Draft:Joby Warrick

Joby Warrick (English: Joby Warrick) is an American journalist and author[1].
Personal life
He was born on August 4, 1960, in the Goldsboro area of North Carolina[2] and currently lives in Washington, D.C. He has two children and lives with his wife Marian Jordan Warrick.
Journalism
Warrick has worked for The Washington Post since 1996. Warrick mainly writes on topics such as Middle East, national security, and diplomacy. He has won the Pulitzer Prize twice, one of which was in 1996 for a series of articles that he wrote with Melanie Sill and Pat Stith about "the destructive effects of waste disposal systems in growing industries of North Carolina on human health and the environment" and published in The Washington Post[3].
Relation with Iran
Warrick's February 2013 report regarding Iran's attempt to produce ceramic ring magnets and the report's claim about the use of these magnets for nuclear fuel enrichment has been criticized by scientists[4].
Works
- Book The Triple Agent
- Book Black Flags[5].
Book Black Flags
The book "Black Flags" is a book about the "Islamic State" and its leader Abu Bakr al-Baghdadi[6]. He won the Pulitzer Prize for the second time in 2016 for this book, namely Black Flags: The Rise of ISIS[7]. He wrote his book with information he was able to collect through relations with the CIA and the United States Army. This book is a narrative nonfiction that reveals corners of crimes against humanity by ISIS. Warrick believes the creation of the ISIS group was due to two major reasons, one of which was the mistake of the Jordan government in pardoning "Abu Musab al-Zarqawi" among political prisoners released in 1999 from the prisons of this country. "Al-Zarqawi" joined Al-Qaeda Afghanistan some time after his release. In the following, part of the book is presented: The man who had become the head of the intelligence section in northern Iraq in the summer of 2002, had rarely heard anything about a terrorist named "Abu Musab al-Zarqawi". But within a few weeks, "Charles (Sam) Faddis" had learned the location of the Jordanians. There could not be a better opportunity to pursue Zarqawi.
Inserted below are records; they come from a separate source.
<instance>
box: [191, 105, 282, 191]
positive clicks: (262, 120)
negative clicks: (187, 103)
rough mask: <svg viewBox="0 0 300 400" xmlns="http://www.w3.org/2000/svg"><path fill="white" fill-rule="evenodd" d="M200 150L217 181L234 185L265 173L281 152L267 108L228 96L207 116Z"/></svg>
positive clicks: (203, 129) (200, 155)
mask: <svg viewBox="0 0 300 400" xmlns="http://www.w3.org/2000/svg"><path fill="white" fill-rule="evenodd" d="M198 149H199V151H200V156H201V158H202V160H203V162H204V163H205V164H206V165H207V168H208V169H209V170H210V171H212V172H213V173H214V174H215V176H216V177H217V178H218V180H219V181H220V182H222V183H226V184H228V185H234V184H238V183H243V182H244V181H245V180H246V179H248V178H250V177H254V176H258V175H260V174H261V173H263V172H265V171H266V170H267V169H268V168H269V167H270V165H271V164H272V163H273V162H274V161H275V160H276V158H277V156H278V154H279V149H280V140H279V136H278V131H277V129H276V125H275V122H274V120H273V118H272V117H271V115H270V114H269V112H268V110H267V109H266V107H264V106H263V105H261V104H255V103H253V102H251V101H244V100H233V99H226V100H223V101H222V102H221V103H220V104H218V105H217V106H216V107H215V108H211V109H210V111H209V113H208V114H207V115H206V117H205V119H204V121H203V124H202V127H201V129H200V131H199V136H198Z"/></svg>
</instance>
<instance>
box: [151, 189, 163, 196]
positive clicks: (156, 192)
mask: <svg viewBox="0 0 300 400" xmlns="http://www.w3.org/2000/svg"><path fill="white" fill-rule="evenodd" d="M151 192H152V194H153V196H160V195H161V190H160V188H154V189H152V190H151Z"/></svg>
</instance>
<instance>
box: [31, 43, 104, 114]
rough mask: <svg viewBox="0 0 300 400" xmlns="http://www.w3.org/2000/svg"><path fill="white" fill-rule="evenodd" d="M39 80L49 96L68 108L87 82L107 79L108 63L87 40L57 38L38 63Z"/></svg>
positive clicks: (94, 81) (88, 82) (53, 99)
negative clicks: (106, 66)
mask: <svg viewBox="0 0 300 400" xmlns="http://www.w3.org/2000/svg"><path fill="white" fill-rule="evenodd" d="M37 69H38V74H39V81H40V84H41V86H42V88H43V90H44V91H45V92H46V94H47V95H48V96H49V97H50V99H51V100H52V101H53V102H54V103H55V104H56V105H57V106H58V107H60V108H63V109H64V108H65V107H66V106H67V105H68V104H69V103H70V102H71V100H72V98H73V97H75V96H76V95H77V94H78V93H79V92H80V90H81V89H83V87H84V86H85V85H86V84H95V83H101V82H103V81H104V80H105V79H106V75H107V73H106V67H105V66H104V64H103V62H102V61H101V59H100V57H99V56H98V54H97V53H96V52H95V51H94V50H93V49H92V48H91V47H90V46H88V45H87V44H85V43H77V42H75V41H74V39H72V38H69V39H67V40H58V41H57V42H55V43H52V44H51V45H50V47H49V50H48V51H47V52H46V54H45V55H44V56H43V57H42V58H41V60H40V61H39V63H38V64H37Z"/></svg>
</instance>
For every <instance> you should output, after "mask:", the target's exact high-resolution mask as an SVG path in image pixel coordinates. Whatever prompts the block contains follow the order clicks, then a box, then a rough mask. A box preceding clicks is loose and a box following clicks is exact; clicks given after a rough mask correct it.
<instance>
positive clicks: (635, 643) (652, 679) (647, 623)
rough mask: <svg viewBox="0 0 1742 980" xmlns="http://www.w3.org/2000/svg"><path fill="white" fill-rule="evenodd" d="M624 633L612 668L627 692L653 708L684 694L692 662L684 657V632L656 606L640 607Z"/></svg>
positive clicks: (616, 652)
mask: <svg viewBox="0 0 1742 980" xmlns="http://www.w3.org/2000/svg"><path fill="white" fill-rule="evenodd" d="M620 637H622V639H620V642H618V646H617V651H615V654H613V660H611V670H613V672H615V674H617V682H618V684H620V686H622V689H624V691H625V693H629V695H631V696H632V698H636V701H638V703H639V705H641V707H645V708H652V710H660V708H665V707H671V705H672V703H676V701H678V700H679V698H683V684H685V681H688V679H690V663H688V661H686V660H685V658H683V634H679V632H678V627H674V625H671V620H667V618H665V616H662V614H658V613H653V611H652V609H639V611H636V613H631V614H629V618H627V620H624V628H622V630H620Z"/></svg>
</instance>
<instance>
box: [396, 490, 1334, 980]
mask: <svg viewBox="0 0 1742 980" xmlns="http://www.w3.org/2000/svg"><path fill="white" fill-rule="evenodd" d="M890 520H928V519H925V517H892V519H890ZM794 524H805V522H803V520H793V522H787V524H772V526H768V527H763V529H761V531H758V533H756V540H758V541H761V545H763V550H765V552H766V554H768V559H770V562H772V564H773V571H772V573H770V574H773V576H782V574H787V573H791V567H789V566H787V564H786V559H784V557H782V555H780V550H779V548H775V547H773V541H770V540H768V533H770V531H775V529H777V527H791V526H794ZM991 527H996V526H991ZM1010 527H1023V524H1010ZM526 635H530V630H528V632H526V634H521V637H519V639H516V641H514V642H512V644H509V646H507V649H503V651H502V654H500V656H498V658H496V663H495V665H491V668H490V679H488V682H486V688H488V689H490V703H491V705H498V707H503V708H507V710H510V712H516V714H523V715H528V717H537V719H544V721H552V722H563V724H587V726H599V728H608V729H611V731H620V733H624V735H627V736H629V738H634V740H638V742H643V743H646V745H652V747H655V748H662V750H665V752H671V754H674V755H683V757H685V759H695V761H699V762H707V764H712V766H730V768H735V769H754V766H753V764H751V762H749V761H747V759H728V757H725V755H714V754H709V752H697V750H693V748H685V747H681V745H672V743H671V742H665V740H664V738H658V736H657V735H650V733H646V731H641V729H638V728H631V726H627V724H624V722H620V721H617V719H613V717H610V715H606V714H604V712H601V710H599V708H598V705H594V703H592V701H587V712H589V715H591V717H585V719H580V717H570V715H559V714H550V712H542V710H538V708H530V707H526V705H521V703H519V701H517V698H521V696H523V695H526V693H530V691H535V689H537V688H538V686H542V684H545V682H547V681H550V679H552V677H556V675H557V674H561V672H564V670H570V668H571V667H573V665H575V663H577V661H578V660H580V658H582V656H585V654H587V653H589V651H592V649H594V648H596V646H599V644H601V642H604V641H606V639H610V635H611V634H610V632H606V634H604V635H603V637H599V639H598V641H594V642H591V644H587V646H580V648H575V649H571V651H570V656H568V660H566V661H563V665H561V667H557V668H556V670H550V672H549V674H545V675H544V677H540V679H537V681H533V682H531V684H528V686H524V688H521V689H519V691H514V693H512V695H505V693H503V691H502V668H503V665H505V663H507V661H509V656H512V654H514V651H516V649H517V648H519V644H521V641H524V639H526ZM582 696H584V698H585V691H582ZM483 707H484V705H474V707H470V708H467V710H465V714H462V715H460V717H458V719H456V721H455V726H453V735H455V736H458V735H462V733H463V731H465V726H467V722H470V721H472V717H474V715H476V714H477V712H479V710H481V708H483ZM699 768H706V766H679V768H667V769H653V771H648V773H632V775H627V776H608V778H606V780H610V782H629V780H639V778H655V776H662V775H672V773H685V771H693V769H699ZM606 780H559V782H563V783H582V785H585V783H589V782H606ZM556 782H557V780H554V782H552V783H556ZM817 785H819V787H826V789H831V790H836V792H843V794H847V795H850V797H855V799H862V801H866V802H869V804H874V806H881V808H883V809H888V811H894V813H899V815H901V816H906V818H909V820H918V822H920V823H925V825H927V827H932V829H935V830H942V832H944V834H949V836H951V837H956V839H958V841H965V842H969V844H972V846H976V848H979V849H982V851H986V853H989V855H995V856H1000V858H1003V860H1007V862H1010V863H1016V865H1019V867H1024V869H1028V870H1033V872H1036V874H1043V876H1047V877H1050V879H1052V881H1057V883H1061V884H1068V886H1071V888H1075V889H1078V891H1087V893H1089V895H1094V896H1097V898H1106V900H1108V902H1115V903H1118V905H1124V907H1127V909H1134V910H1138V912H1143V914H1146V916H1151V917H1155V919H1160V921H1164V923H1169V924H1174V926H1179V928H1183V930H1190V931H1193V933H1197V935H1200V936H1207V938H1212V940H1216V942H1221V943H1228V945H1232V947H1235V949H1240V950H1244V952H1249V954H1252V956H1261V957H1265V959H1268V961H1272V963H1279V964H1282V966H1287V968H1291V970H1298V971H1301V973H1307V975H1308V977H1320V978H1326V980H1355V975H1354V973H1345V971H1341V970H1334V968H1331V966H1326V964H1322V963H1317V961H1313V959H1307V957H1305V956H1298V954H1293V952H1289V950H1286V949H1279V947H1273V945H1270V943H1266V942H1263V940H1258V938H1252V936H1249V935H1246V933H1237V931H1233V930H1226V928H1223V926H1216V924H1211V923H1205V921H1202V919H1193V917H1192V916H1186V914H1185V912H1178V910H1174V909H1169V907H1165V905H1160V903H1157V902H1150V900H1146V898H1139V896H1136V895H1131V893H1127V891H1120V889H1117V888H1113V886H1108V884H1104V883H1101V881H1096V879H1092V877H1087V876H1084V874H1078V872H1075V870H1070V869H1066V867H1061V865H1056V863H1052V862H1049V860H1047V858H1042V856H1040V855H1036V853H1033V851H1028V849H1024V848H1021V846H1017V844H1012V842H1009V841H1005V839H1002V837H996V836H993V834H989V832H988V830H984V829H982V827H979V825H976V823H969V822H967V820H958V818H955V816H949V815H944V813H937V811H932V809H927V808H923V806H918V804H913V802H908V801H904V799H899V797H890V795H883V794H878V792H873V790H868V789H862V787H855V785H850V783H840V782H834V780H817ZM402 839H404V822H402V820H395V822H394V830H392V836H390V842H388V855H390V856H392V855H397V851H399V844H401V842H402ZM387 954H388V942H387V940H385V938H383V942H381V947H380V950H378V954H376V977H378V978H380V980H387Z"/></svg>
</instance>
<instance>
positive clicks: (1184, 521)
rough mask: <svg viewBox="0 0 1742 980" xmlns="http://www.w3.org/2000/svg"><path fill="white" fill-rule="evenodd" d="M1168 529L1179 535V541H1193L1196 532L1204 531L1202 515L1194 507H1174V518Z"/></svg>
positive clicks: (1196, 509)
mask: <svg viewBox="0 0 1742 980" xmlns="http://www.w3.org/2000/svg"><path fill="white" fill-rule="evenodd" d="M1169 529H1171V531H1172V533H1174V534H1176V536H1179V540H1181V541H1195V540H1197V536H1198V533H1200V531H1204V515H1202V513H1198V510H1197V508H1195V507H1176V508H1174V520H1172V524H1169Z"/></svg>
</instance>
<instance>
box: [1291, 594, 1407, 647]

"Faddis", with a height of 182 centimeters, was the son of a naval officer residing on a hillside in the southwest of "Pennsylvania", who had come with a group of CIA operatives to gather information about Iraqi military units such as "Ansar al-Islam" who lived on the Iranian border and had extensive links with Al-Qaeda. Previously, this 47-year-old lawyer had worked hard to carry out such a task. Faddis was eager to find a way to enter the war after the September 11 attacks. Benefiting from a background in counter-terrorism, Middle East experience, and exercising power in Turkey, had made him particularly suitable for leading the mission in Iraq. Now he and his group, living in safe houses, had surveilled the Ansar al-Islam headquarters and Zarqawi's house and several other jihadists. Sometimes, agents wearing Kurdish clothes would get so close to their headquarters that they could see the border guards with long beards. The goal was their complete destruction...[8].